Mme Normandeau invoque l'héritage de Jean Lesage du «Maîtres chez nous», prétextant qu'en prenant du gaz d'ici plutôt que du gaz d'Alberta, on accroîtra notre indépendance énergétique. En réalité, c'est exactement le contraire. Si Jean Lesage et René Lévesque ont proposé en 1962 la nationalisation de l'électricité, c'était parce que les centrales sur notre territoire appartenaient à des intérêts privés pour la plupart étrangers. Le présent gouvernement est en train de démanteler l'héritage libéral de «Maîtres chez nous» en redonnant pour une bouchée de pain le contrôle de nos ressources énergétiques à des entreprises privées, dont plusieurs étrangères. Pour ce qui est des quelques compagnies québécoises telles que Junex, rien ne nous garantit qu'elles resteront québécoises.

Les droits d'exploration ont déjà été octroyés aux entreprises de gaz en vertu de cette loi désuète. Ainsi, des citoyens sont impuissants lorsque des entreprises s'installent chez eux sans demander aucune permission et entament des activités industrielles dans des secteurs souvent résidentiels et agricoles. De plus, ces entreprises peuvent en venir à exproprier des citoyens de leurs propres terres. Rappelons-nous ce qui est arrivé à Malartic, où des maisons étaient déménagées pendant l'audience du BAPE sur le projet.

En réponse à ceux qui prétendent qu'une prise de contrôle publique des ressources est une solution de pays émergents qui ne s'applique pas au Québec, rappelons qu'en Norvège, l'État garde 51% de la propriété des droits d'exploitation des hydrocarbures et est classé comme le meilleur pays au monde quand au niveau de vie selon une analyse de 2010 des Nations unies.

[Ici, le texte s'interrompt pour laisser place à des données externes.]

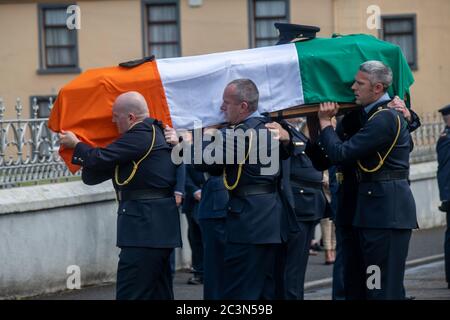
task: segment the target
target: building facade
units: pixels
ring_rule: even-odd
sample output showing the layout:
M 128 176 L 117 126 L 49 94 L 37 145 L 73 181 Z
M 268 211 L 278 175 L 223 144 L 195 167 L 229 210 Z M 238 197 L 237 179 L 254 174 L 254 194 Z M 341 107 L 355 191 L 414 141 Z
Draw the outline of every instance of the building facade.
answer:
M 17 97 L 25 116 L 33 98 L 48 103 L 87 69 L 272 45 L 279 21 L 400 45 L 416 80 L 413 107 L 431 112 L 450 102 L 448 13 L 448 0 L 0 0 L 0 98 L 5 118 Z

La ministre des Ressources naturelles et de la Faune a reconnu que la présente loi des mines est totalement désuète. Cela n'a pas empêché son gouvernement d'octroyer des droits sachant les problèmes majeurs auxquels les citoyens feraient face. De plus, la stratégie énergétique datant de 2006 n'a jamais fait mention du gaz de schiste.

Absence de vision

Le Québec, comme le reste de la planète, doit absolument diminuer sa consommation d'énergie pour des raisons écologiques et économiques évidentes. Or, ce gouvernement a au contraire adopté une politique d'augmentation constante de notre consommation et production d'énergie et va, contrairement à ce qu'il affirme, rater les objectifs de Kyoto.

Une surabondance de gaz sur le marché nord-américain (qui est en train de se concrétiser) aura pour effet potentiel de fermer la porte, en abaissant trop les prix de l'énergie, à tout futur projet d'exportation rentable d'électricité d'Hydro-Québec. Or, nous sommes devant des surplus électriques très importants (au moins jusqu'en 2020 selon Hydro-Québec) qui ne tiennent même pas compte des projets La Romaine, Magpie, Petit Mécatina, des petites centrales hydroélectriques privées et du Plan Nord.

La planète fait face à une crise climatique, énergétique et économique sérieuse. S'ajoute au Québec une crise de confiance majeure envers ce gouvernement. Nous sommes d'avis que face aux faits énumérés ici sur le gaz de schiste, le gouvernement n'a d'autre choix que d'imposer un moratoire immédiatement, de nous redonner nos droits d'exploration dès maintenant et d'engager un débat national sur notre avenir énergétique afin que nous puissions repartir du bon pied.

L'avenir énergétique, économique et écologique du Québec en dépend.